QA—how did we get here? 🙋‍♀️, Adapting to time ⏳, Data detectives 🕵️‍♀️

Mar 23, 2021

Hi all,

A struggle for me these days is the lack of human connection and interaction. I think this is especially challenging for students without an established network. The last newsletter highlighted some resources on how to connect with others during these isolating times. In the same spirit, here are some upcoming virtual events that allow you to connect with like-minded people—the first two mainly focusing on students:

6–9 May: Stuts + Tacos (Joint Student Conference on Linguistics and Computational Linguistics). Registration deadline: April 19.
26 July—13 August: ESSLLI (European Summer School in Logic, Language, and Information). Deadline for submission to the student session: April 4.
7—8 October: TTO (Conference for Truth and Trust Online). Paper submission deadline: 30 July. Talk proposal deadline: 13 August.

Are there any other accessible events that you would like me to share?

This newsletter covers three high-level topics: a brief history of question answering (QA) including lessons we can learn from QA pre-Deep Learning; how we can design models that can adapt to new words; and some excellent data detective work on multilingual corpora.

I really appreciate your feedback, so let me know what you love ❤️ and hate 💔 about this edition. Simply hit reply on the issue.

If you were referred by a friend, click here to subscribe. If you enjoyed this issue, give it a tweet 🐦.

Question answering—how did we get here? 🙋‍♀️

A journey of shooting for the moon—and answering questions about moons and moonshots in the process.

Writing this section, I realised that there is already a lot of high-quality information on the topic available. My favourite resource: The Open-Domain QA Tutorial at ACL 2020. I hope I can nevertheless provide some new insights in a (relatively) condensed format.

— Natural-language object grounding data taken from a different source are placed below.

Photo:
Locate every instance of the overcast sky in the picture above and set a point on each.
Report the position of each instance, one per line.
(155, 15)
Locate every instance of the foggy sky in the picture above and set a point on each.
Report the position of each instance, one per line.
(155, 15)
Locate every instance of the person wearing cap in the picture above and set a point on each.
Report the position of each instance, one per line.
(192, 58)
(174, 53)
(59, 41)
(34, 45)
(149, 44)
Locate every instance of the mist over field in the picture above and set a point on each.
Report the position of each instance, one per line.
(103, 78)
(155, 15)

Question answering (QA) is one of the most universally useful applications of NLP and omnipresent in services such as Google Search and virtual assistants. It is also perhaps one of the tasks that is closest to artificial general intelligence. As such, QA has influenced many representations of AI in popular culture such as Douglas Adams' Deep Thought, which not only gave us the number 42 but arguably inspired many "Deep" successors. As NLP capabilities have grown more powerful in recent years, question answering has also grown in importance. Among individual NLP tasks, it is only rivalled by machine translation in terms of the number of conference submissions (see the EMNLP 2020 opening remarks).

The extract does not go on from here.